The next big error is the comparison:

A breakdown of the figures showed that 85 people were assaulted in places of worship, compared to 66 at an adult entertainment premises.

Yes, there were more assaults at places of worship compared to adult premises, however it says nothing of the populations these are drawn from. According to the Australian Bureau of Statistics about 53% of NSW Citizens recorded a religion in the most popular choices and has a population of about 6.5 Million people. If we assume a modest 25% of religious people regularly goes to church that gives about 750,000 who regularly attend church, meaning a little over 1 in 10,000 people were assaulted in or around church.

Comparing this with males only, to get a similar population of strip club attendees requires about 23% of males to attend strip clubs with the frequency they attend church to make the comparison made in the article valid.

Before people point out the two issues with my own analysis, yes I am aware females also frequent strip clubs or other adult venues list in the article, but for the purposes of rough estimation we are leaving them out. The other issue is my own numbers assume only religious people attend church, which will be dealt with shortly.

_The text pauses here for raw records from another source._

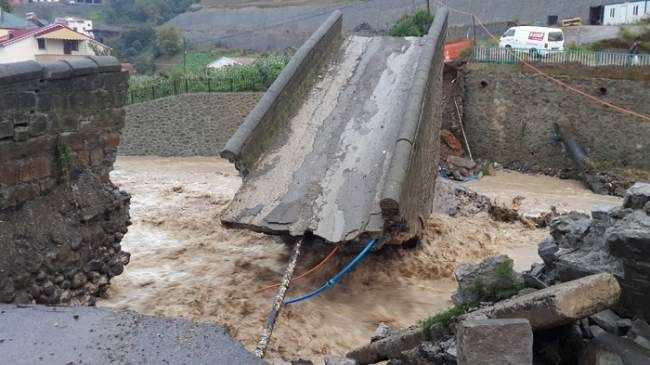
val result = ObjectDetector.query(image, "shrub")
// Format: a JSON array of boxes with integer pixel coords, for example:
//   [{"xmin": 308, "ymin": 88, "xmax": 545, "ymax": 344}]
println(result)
[
  {"xmin": 418, "ymin": 304, "xmax": 472, "ymax": 339},
  {"xmin": 156, "ymin": 27, "xmax": 182, "ymax": 56},
  {"xmin": 388, "ymin": 10, "xmax": 433, "ymax": 37}
]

So aside from the fact that 23% of males wouldn’t attend adult venues as often to make the comparison valid, there are still other concerns. Now, lets start looking at why the crimes are being committed. It is not hard to assume that the majority of crimes at adult venues would be influenced by alcohol and drugs or organised crime associated with these venues. furthermore, the bouncer on the door of the strip club may steady peoples emotions a little better than the priest, although neither have quite the ability to keep people in check than the man (or woman) upstairs.

But to look at church as an area of crime is a harder matter, why would someone commit a crime there? Well, ask any teenager and they will have at least had a passing though at drinking or having sex in the most unusual places – churches, graveyards, school grounds, etc… – just to get at the man.

So rather than the father toking up behind that curtain while taking confession, its most likely someone who is there well outside of mass hours
.

Along with this, every Sunday 100s of people show up at church in the morning and leave their cars unattended in quiet suburban car parks while the more secular citizens are fast asleep. This along could account for the number of theft from cars, where as adult venues are usually in nightclub areas and, to their patrons relief, don’t have car parks directly associated with them.

Lastly, many churches offer many services for the underprivileged, and while it is painting a large population with a broad generalisation, the desperation of homelessness can drive people to crime. So while there may be incidents at churches there could be other factors in play to explain them.

In summary this article does little but regurgitate the statistics it has been given and make broad generalizations based on them without trying to understand why they have come about. So, at least for the mean time, its a safer bet to head to the pulpit and drop some coin in the collection plate, than head out on the town with a fistful of singles.